Assembly member Linda B. Rosenthal, chair of the Assembly Committee on Alcoholism and Drug Abuse, said, “Our obligation to provide basic, life-saving health care to New Yorkers is the same on both sides of a jail cell wall,” and commended New York City for this expansion.
However, the assembly member wants more, as do OTPs in the state. “I am fighting for legislation at the state level to ensure universal access to MAT, and to guarantee that all correctional facilities have robust MAT programming,” she said.
Fiscal Reality
Allegra Schorr, president of the Coalition of Medication-Assisted Treatment Providers and Advocates (COMPA), cited “fiscal reality” when it comes to having an OTP in every jail and prison in the state. “Ideally it would be great to have the full Rikers program in all facilities, but we recognize that that’s a very expensive model,” she told AT Forum. “I don’t think we’re going to be able to achieve that, because the costs are so high.”
But using the Elmira dosing model gets Schorr’s full support. “We’re able to get medication into the facility and into the patients, and that’s something we haven’t done before,” Ms. Schorr said.
She sees this program as “an important first step.” It’s only for people who have been identified as having an opioid use disorder and are already taking methadone. Other people in the inmate population, including some in Elmira, would benefit from methadone, but won’t get it because they aren’t from the Rikers OTP. “But we have to start somewhere,” she said.

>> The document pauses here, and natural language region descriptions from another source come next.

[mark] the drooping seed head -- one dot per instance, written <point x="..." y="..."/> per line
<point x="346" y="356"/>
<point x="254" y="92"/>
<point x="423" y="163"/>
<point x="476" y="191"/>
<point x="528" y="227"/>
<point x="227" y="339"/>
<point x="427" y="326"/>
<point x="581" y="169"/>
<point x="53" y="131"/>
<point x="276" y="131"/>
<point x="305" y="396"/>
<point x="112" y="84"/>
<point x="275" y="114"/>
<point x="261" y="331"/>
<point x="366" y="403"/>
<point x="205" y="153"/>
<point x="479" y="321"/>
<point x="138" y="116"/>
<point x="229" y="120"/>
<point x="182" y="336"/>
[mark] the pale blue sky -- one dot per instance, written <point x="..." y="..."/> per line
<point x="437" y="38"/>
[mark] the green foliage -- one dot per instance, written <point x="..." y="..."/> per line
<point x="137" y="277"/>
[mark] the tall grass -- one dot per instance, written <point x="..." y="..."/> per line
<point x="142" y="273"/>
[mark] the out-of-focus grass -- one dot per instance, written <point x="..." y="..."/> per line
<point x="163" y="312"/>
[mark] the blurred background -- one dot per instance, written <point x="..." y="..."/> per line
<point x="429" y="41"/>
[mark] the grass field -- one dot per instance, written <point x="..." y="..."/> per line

In Rhode Island and Connecticut, OTPs behind the walls are a reality. But those states are both small, and have the benefit of a unified system, said Ms. Schorr. “I understand, as a provider, that this is not something you can just roll out. There has to be a thought process, a learning curve.”
The budget needs to include funding for OTPs in prisons. “I think we have to push the governor on this,” said Ms. Schorr. Some advocacy organizations seem to want to give up on the opioid crisis. “I don’t even know what to say about that,” she said. “The Assembly didn’t manage to pass the bill, and that’s a real disappointment. It should have passed. Then we would have something to bring to the governor.”
In the meantime, changing the correctional system in New York won’t happen overnight. “Having talked to them, I can see it’s like turning an ocean liner,” said Ms. Schorr.